Jogendra. – Ne vous en inquiétez pas.
— Et comment vous procurerez-vous le consentement d’Hemnalini ?
— Elle consentira sans peine, quand elle connaîtra l’infamie de Ramesh.
— Je vous dis de faire ce que bon vous semblera. Mais c’est dommage, tout de même. Ramesh avait du bien, il était intelligent et bien élevé par-dessus le marché. Hier encore nous avions décidé qu’il achèterait une étude à Etawah, et puis…
— Ne vous faites donc pas tant de souci. Et qu’il achète ce qu’il voudra, où il voudra. Ce qui importe, maintenant, c’est de mettre ma sœur au courant. Il n’y a pas de temps à perdre.
Il sortit, et revint peu après avec elle. Akshay se dissimula dans un coin derrière une étagère. Jogendra fit asseoir la jeune fille. Il cherchait à la préparer :
— N’as-tu pas remarqué quelque chose d’étrange dans la conduite de Ramesh ?
Elle secoua la tête négativement.
— Quelle raison crois-tu qu’il pouvait avoir de retarder votre mariage ?
— Je sais seulement qu’il avait une raison, dit-elle sans lever les yeux.
— Mais cela ne te paraît-il pas déjà assez singulier ?
Elle eut le même mouvement, négatif et résigné.

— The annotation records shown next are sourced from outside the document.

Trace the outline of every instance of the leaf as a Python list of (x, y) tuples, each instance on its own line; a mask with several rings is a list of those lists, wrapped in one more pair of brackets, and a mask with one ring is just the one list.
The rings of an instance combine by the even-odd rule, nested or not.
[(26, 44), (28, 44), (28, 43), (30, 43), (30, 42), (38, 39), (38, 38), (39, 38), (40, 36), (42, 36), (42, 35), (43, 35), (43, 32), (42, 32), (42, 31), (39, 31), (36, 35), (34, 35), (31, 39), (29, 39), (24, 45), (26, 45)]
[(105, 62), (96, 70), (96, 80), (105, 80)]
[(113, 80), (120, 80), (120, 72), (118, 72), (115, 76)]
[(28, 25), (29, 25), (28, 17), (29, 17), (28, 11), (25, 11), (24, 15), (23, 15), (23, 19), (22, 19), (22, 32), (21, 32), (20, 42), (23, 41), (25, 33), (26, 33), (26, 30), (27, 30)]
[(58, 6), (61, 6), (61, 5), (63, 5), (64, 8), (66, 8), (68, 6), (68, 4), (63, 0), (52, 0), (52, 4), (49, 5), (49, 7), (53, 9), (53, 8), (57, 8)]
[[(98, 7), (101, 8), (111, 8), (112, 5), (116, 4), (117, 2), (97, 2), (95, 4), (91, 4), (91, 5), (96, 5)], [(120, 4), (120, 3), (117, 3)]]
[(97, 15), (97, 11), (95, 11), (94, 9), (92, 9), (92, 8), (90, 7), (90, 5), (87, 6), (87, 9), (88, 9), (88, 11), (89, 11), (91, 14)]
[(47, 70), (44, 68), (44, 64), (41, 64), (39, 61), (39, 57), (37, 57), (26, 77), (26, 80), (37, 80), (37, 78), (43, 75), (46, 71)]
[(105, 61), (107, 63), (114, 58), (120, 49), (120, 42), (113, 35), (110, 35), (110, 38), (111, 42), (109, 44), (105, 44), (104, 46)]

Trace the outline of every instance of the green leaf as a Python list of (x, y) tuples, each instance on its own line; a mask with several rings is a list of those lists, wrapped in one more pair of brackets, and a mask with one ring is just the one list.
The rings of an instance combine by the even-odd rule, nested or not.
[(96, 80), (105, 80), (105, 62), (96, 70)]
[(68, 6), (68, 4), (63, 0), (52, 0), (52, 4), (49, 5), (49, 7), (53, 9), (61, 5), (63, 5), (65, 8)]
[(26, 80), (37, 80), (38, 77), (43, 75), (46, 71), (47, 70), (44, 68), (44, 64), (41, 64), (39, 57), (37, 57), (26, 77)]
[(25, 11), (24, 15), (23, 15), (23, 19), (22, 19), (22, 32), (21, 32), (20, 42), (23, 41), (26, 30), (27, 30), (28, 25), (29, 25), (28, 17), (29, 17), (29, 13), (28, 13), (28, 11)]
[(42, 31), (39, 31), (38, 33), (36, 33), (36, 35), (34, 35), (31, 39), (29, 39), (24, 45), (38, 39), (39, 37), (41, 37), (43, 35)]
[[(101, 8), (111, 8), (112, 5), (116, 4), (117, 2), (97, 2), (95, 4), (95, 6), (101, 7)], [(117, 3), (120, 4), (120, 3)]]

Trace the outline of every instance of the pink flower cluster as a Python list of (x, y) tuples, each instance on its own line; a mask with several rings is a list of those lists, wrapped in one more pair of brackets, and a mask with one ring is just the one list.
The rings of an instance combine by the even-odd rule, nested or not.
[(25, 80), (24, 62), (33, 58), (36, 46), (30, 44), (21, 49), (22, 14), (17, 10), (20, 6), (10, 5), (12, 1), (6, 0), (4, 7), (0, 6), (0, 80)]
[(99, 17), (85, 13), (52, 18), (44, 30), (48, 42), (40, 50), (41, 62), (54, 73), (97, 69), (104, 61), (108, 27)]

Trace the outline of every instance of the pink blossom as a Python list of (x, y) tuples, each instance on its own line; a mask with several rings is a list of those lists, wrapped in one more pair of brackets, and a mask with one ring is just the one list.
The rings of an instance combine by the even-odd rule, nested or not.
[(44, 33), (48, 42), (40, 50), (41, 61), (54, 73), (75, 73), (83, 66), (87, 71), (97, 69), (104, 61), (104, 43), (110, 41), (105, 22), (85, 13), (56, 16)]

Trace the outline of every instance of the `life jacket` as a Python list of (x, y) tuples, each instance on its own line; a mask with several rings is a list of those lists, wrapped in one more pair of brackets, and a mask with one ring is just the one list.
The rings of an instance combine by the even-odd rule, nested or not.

Cette confiance de son père et de sa sœur envers Ramesh irrita Jogendra, qui, sans plus de ménagement, s’écria :
— Tu te souviens du départ de Ramesh avec son père, et du silence qu’il garda ensuite pendant plusieurs mois, même après son retour à Calcutta ? il était allé s’enterrer à Darjjipara ; il a fallu que vous le rencontriez malheureusement, et que vous l’invitiez à reprendre les vieilles relations ; rien de tout cela ne serait arrivé si j’avais été là. Pourquoi n’avez-vous pas essayé d’éclaircir tant de choses obscures ? n’avez-vous donc pas éprouvé la moindre curiosité… ? Maintenant il faut croire ce que je vais te dire : je suis allé à l’école de jeunes filles, ce matin, et j’y ai découvert que Ramesh y avait mis en pension sa propre femme ; il avait même l’intention de l’y laisser pendant les vacances, mais dernièrement il reçut inopinément un message de la directrice, lui disant qu’elle ne pouvait garder Kamala, – c’est le nom de la jeune femme, – et comme l’école se fermait aujourd’hui, Kamala est rentrée à Darjjipara. J’en viens, et je l’ai vue, épluchant une pomme tandis que Ramesh assis en face d’elle recevait de sa main les morceaux. J’ai demandé à Ramesh une explication. Il me l’a refusée. S’il avait consenti à se disculper, je l’aurais cru, mais il n’a pas nié que Kamala fût sa femme. Après cela, vas-tu continuer à croire en lui ?
Les yeux fixés sur sa sœur il attendit la réponse. Elle était devenue toute pâle et s’agrippait au bras d’un fauteuil, mais soudain elle pencha le front, puis tomba, inanimée.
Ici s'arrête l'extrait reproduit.